De todos ellos, el número uno, sin duda, es Elon Musk: valor estimado de 219 mil millones de dólares (199,66 mil millones de euros). Dueño de Tesla, Spacex y Neuralink (no perdamos de vista a esta empresa). Con Spacex, Elon Musk pretende conquistar el espacio, un lugar que todos creemos que es un bien público y que nos enamora al ver las estrellas. Sin embargo, en cualquier momento no veremos estrellas sino los satélites privados de Elon Musk “comprando” y copando el cielo que está sobre nuestras cabezas. Y Neuralink es una empresa dedicada a la neurotecnología, es decir, a cómo la tecnología puede interactuar directamente con el cerebro.
Elon Musk es tan rico que supera el PIB de más de 150 países y territorios. ¿Quién puede medirse hoy con señores tan inmensamente ricos? Y la concentración de riqueza permite a su vez la concentración de poder.
¿Acaso pensamos que nuestra sociedad dispone de libre mercado? ¿O que somos tan libres que consumimos, comprando y elegimos lo que queremos?

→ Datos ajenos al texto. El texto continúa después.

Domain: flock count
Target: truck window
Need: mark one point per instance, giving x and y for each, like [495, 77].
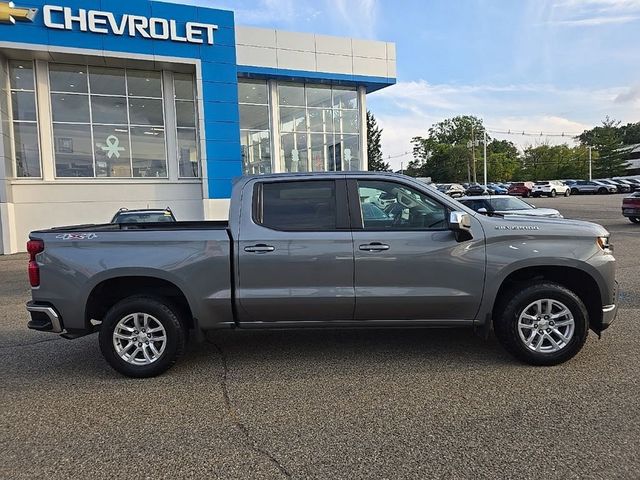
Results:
[404, 207]
[295, 206]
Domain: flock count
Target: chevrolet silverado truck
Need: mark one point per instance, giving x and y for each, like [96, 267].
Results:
[318, 251]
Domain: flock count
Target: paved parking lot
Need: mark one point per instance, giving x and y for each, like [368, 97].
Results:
[328, 404]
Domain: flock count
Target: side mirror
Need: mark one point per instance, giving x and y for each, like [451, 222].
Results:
[459, 221]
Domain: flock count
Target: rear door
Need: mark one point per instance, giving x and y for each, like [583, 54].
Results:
[295, 255]
[409, 265]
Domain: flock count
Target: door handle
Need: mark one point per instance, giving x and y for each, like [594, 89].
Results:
[260, 248]
[374, 247]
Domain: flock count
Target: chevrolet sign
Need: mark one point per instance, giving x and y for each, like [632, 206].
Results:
[9, 13]
[96, 21]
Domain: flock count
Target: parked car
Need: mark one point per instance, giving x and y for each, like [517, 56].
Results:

¿Cuánta desigualdad puede soportar la Democracia? Ese es un grave problema: nuestras democracias sufren grandes desestabilizaciones y pérdida de confianza porque no soluciona todos los problemas o porque no tiene todo el poder.
Pero si no existe confianza en las instituciones, en las estructuras del Estado, entre la propia convivencia social, se debilitan las garantías de paz, estabilidad y autodesarrollo personal. Si se pierde la confianza, las Democracias pueden morir, no por golpes de Estado, sino por debilitamiento de sus estructuras.
A todo ello, hemos de admirar el desarrollo realizado en 150 años por parte de la tecnología y la ciencia. Imparable, asombroso, magnífico. Nos acerca a ser “semidioses”, a rozar la perfección, a solucionar enfermedades neurológicas, a mejorar nuestra salud, a vivir más y mejor.
Sin embargo, esto también genera riesgos. Como advierte el científico Rafael Yuste estamos ante el paso de modificar nuestra especie, de convertirnos en seres híbridos, con una realidad aumentada. Ya no solo desafiamos nuestro envejecimiento, sino desafiaremos también a la propia muerte, como dice el trashumanista José Luis Cordeiro.
Ello hace que nos planteemos la necesidad de nuevos derechos humanos: los neuroderechos, que preserven la identidad, la personalidad, el yo.
Podríamos seguir con la lista de graves problemas nuevos, de dimensiones globales, que afectan a nuestro siglo. No tenemos solución, pero tenemos filosofía, que significa pensar, reflexionar, mirar críticamente, ir más allá, y buscar sobre todo las condiciones que garanticen una convivencia en paz y justa para así desarrollar la autonomía, dignidad y libertad de todas las personas.
Sin filosofía, ya no hay camino que recorrer.